El documento oficial exige la implementación de controles migratorios rigurosos en todos los puntos de acceso fronterizo, aunque contempla excepciones para situaciones de fuerza mayor o casos fortuitos, según reportó El Cooperante.
Esta disposición impactará de manera significativa a los departamentos que comparten frontera con Venezuela, tales como Norte de Santander, La Guajira, Arauca, Vichada y Guainía, donde se intensificará la vigilancia. La medida también alcanza los límites territoriales con Ecuador, Perú y Brasil.
El Ejecutivo colombiano busca con esta acción prevenir cualquier tipo de interferencia o alteración que pueda comprometer la seguridad y el normal desarrollo de la jornada electoral.

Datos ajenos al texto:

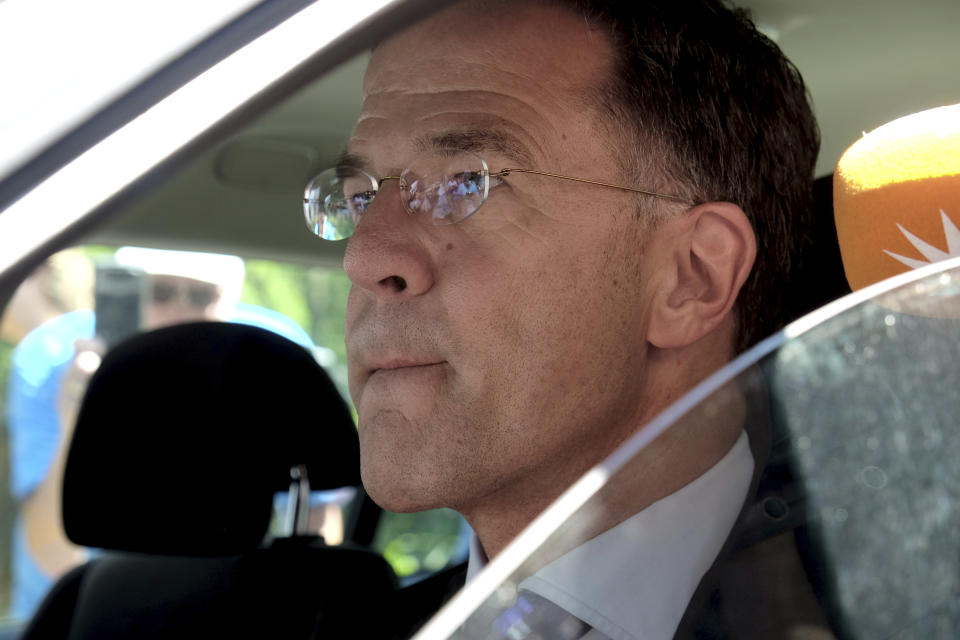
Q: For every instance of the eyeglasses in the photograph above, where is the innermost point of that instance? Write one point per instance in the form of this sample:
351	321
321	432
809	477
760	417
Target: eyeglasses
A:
448	186
197	296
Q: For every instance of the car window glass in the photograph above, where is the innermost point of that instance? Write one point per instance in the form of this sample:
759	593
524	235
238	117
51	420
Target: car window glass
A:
853	530
54	309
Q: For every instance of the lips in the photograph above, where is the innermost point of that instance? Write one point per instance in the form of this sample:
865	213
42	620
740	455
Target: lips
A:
403	366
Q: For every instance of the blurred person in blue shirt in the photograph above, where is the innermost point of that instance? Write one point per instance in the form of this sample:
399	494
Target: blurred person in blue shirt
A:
49	371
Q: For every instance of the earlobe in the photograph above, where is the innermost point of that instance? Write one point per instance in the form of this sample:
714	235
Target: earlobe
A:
712	251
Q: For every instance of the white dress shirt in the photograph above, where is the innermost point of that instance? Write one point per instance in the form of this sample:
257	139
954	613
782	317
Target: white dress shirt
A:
634	581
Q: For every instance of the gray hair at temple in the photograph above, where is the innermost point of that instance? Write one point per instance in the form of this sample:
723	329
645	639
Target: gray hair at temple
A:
715	112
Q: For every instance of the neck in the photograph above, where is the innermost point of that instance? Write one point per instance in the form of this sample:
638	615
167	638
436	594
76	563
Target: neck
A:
670	462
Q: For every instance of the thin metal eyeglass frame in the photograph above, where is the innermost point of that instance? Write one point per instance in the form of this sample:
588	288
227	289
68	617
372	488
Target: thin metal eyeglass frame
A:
503	173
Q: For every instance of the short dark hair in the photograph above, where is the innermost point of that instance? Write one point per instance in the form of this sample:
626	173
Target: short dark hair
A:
717	113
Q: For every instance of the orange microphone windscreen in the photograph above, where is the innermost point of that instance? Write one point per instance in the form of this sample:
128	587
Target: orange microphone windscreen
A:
897	196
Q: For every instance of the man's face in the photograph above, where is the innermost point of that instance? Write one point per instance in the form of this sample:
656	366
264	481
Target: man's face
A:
491	359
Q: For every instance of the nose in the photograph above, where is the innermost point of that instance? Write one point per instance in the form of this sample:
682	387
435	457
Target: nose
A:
386	254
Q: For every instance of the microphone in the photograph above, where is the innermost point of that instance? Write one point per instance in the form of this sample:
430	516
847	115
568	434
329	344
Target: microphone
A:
896	196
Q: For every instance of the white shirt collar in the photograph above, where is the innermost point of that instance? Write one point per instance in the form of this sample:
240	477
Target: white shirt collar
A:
670	546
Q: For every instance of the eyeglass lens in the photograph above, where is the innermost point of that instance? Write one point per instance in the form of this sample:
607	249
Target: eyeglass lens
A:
448	186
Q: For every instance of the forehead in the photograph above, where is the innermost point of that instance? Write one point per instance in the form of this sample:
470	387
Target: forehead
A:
520	72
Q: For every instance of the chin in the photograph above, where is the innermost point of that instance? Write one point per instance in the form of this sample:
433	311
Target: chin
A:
393	489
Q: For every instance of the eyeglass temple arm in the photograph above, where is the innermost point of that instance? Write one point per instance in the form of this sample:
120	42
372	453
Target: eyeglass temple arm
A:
505	172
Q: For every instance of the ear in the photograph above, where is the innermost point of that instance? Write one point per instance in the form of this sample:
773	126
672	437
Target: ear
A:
708	256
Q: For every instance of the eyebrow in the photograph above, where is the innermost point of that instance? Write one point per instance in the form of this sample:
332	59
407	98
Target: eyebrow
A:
478	141
348	158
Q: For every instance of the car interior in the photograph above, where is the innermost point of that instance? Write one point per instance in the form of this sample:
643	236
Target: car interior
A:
197	454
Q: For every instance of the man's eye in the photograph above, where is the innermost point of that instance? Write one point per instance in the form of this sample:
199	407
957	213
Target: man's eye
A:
359	202
467	183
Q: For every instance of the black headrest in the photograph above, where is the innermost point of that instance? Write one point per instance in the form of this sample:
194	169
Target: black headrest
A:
186	433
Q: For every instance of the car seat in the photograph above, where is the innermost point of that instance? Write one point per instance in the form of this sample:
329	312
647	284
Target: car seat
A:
184	438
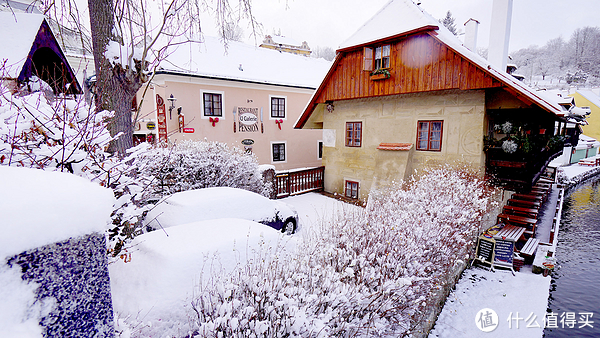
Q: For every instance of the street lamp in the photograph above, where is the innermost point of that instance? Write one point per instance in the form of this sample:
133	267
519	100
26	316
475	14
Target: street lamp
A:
172	100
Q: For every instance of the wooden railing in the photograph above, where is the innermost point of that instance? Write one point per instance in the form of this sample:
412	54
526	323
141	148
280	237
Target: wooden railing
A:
291	183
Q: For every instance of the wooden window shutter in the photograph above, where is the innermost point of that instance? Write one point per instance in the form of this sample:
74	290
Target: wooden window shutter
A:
368	58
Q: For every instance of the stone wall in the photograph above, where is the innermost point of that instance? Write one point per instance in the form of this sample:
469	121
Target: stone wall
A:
73	276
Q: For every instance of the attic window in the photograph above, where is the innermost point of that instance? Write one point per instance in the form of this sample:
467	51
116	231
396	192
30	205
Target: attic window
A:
378	60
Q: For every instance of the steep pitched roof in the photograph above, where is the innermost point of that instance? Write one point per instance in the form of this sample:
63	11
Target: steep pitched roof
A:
18	33
399	18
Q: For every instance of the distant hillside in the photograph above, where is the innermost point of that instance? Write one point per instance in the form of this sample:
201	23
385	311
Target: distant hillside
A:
560	63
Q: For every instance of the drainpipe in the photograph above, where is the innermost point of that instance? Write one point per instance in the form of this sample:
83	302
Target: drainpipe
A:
471	28
500	33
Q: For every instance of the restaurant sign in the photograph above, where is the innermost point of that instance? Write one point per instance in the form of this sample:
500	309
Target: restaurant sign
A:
248	118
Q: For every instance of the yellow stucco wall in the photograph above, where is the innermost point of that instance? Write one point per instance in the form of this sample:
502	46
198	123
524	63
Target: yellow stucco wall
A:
393	119
593	127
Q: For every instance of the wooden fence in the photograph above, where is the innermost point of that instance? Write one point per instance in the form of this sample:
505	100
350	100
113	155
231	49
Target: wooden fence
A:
298	182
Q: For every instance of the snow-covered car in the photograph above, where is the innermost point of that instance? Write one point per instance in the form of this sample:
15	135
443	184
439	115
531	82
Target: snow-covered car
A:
221	202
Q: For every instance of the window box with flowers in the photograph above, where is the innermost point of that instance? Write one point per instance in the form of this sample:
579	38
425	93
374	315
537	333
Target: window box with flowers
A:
380	74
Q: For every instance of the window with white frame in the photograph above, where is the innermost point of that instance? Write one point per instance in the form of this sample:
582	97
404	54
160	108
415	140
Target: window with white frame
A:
429	135
351	189
320	150
278	110
278	152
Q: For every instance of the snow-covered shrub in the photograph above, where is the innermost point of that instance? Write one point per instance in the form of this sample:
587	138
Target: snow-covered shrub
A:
370	273
150	173
39	130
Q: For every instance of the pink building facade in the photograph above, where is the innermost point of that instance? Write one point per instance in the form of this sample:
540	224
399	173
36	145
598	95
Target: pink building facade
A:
252	104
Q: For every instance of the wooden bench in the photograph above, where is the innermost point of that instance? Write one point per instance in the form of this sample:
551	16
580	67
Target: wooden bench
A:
530	247
524	204
518	220
520	211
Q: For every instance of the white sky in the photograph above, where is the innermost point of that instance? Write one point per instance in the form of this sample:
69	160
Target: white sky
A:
327	23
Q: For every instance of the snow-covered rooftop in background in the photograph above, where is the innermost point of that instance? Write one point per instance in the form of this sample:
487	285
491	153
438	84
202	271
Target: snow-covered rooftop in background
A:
18	33
404	16
243	62
42	207
283	40
590	96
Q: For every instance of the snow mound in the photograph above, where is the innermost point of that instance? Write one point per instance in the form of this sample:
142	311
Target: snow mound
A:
40	207
165	267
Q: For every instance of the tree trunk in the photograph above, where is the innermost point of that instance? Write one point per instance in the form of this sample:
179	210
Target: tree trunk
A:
116	86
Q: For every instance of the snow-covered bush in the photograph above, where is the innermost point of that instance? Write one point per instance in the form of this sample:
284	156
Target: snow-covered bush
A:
39	130
368	274
150	173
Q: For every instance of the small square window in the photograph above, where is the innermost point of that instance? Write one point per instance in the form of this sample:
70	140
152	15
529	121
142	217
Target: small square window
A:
351	190
382	57
353	134
320	150
278	107
213	104
278	152
429	135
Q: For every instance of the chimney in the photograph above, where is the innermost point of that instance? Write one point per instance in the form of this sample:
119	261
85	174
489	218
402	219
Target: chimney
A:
471	28
500	33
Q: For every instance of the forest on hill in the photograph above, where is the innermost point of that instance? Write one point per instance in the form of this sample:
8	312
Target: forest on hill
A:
562	63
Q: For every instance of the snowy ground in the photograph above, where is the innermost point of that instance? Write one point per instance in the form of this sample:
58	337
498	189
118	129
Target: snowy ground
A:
522	299
154	285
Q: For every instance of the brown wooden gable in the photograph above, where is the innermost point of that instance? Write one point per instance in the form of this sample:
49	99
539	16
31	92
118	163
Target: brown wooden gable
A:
419	63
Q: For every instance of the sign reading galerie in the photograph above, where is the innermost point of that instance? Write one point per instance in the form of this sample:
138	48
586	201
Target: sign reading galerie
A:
248	120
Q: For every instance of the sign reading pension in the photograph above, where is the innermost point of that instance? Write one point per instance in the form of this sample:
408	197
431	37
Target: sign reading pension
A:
248	118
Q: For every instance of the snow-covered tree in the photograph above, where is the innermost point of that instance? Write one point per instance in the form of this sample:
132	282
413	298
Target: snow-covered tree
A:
150	173
40	130
370	273
129	40
448	22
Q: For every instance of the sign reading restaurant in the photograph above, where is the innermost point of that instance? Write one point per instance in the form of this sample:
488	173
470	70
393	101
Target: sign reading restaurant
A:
248	119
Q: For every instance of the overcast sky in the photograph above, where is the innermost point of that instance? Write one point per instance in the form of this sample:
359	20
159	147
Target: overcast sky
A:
327	23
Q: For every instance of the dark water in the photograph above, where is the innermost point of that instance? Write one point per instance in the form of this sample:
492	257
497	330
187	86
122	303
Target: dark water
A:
575	285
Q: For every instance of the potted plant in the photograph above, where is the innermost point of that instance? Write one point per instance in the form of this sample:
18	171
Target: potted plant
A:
380	74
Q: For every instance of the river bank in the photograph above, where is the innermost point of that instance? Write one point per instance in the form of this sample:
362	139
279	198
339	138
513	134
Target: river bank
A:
503	304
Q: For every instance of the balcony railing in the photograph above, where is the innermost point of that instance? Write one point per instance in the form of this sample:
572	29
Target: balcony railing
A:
296	182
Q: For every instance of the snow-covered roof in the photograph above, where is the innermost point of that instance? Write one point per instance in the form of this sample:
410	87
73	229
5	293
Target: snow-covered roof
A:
400	17
245	62
590	96
394	18
18	33
283	40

En cuanto a la participación ciudadana, se estima que más de 170 mil colombianos radicados en Venezuela están convocados a votar. Recientemente, en un encuentro en Caracas, la comunidad colombiana enfatizó la importancia de proteger la democracia y solicitó una mayor eficiencia en la atención consular, señalando la necesidad de reabrir sedes cerradas tras la ruptura de relaciones en 2019. Actualmente, solo funcionan los consulados en Caracas, San Cristóbal, San Antonio y Maracaibo.
Los comicios definirán al sucesor de Gustavo Petro para el periodo 2026-2030. Con 13 aspirantes en carrera, se prevé una posible segunda vuelta para el 21 de junio si ningún candidato alcanza el 50% de los sufragios. Las encuestas actuales sitúan a Iván Cepeda y Abelardo De la Espriella como los favoritos, seguidos por Paloma Valencia.
Paralelamente, la Comisión de Investigación y Acusación de la Cámara de Representantes ha iniciado una investigación penal contra el presidente Petro por una supuesta intervención en política. La decisión, liderada por Gloria Elena Arizabaleta, responde a publicaciones del mandatario en la red social X, donde habría respaldado a candidatos del Pacto Histórico, contraviniendo la prohibición legal que impide a funcionarios participar en controversias electorales.